By the year end, the SGX and Bursa Malaysia will be connected by a trading link that will let investors trade and settle shares in both markets in a more convenient and cost-efficient way.
DBS Group Research noted that being able to trade and settle shares in both markets will make the initiative different from the Central Limit Order Book (Clob) set up in 1990.
Clob closed less than a decade later after it was deemed to be an “illegal market” by the Malaysian government.
DBS Group Research said yesterday that the new trading link could appeal to retail investors in particular, as they “may not already have their own access to multiple markets through existing channels”.

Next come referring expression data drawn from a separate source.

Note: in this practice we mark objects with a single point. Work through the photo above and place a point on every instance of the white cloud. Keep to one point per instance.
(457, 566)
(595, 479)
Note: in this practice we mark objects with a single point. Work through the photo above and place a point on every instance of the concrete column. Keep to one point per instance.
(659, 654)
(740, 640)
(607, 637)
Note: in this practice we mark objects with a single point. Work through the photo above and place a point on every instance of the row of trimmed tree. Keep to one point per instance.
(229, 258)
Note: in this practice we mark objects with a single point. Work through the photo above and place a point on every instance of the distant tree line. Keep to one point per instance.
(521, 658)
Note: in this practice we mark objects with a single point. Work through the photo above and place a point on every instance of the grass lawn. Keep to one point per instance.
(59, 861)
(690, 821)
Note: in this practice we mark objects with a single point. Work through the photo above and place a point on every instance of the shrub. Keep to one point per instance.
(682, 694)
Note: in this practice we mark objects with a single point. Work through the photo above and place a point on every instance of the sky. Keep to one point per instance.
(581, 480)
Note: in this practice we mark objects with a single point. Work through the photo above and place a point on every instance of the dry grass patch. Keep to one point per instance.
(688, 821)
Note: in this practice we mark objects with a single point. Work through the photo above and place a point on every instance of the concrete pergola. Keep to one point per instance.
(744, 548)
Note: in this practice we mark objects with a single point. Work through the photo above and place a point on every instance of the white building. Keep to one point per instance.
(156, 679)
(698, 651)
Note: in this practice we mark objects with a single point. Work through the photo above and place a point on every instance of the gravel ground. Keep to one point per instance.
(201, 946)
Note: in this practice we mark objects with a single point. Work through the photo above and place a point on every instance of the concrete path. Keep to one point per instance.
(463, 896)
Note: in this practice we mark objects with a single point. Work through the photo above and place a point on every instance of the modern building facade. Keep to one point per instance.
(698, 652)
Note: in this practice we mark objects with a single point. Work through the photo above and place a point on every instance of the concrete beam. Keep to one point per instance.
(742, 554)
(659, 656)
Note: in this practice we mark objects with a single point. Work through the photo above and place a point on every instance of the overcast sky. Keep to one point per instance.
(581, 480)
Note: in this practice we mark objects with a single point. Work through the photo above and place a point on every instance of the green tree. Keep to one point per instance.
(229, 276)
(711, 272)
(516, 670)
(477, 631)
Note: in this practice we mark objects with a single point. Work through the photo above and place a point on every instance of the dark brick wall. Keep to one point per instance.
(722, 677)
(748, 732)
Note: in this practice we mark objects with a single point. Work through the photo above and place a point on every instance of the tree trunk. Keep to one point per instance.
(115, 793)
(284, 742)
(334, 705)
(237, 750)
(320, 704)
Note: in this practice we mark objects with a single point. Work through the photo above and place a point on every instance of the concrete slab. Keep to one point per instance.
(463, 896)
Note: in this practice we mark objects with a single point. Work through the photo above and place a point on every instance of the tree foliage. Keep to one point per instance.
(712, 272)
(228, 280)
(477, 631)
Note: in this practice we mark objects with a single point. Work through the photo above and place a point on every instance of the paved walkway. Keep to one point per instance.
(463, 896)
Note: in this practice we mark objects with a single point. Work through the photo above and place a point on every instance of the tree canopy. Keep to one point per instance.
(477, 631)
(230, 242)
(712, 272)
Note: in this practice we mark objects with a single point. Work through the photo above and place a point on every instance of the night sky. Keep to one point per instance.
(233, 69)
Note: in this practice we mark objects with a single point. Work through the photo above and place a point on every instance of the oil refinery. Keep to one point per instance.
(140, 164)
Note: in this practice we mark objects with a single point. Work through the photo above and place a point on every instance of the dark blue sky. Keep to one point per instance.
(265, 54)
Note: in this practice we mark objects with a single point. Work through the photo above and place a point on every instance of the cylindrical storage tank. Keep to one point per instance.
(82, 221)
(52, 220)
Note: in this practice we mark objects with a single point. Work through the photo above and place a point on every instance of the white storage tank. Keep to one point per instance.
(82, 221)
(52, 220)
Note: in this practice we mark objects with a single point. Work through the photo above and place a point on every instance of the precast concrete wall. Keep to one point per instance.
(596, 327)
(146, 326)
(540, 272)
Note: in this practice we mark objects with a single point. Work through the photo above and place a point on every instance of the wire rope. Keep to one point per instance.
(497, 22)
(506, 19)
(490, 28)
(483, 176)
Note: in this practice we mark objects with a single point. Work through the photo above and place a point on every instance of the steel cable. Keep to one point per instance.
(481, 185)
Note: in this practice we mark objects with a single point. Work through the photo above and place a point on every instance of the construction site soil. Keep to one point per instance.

About 20 per cent of the SGX’s average monthly turnover between January and August 1998 was attributed to trade in Malaysian shares before Clob ceased to operate.
CIMB Research said the new trading link would likely benefit retail participants more than institutional investors.
It could encourage more cross-border research reports, with similar sectors and companies listed on the SGX that are trading at lower valuations than their peers on the Bursa being potential beneficiaries.
“This trading link could replicate the success of the Hong Kong-China stock connect in terms of higher cross-border trading and investment flows, possibly resulting in higher trading turnover for SGX,” it said.
DBS and CIMB noted that the Asean Trading Link that started in 2012 had not been successful, but lessons drawn from that experience should deliver better coordination between both governments.
DBS added that as the arrangement is a government-to-government effort, there would be a higher possibility of success.
Both have a “buy” rating on SGX stock: DBS with a target price of $8.90; CIMB at $8.50.
SGX shares closed 13 cents up at $8.01 yesterday.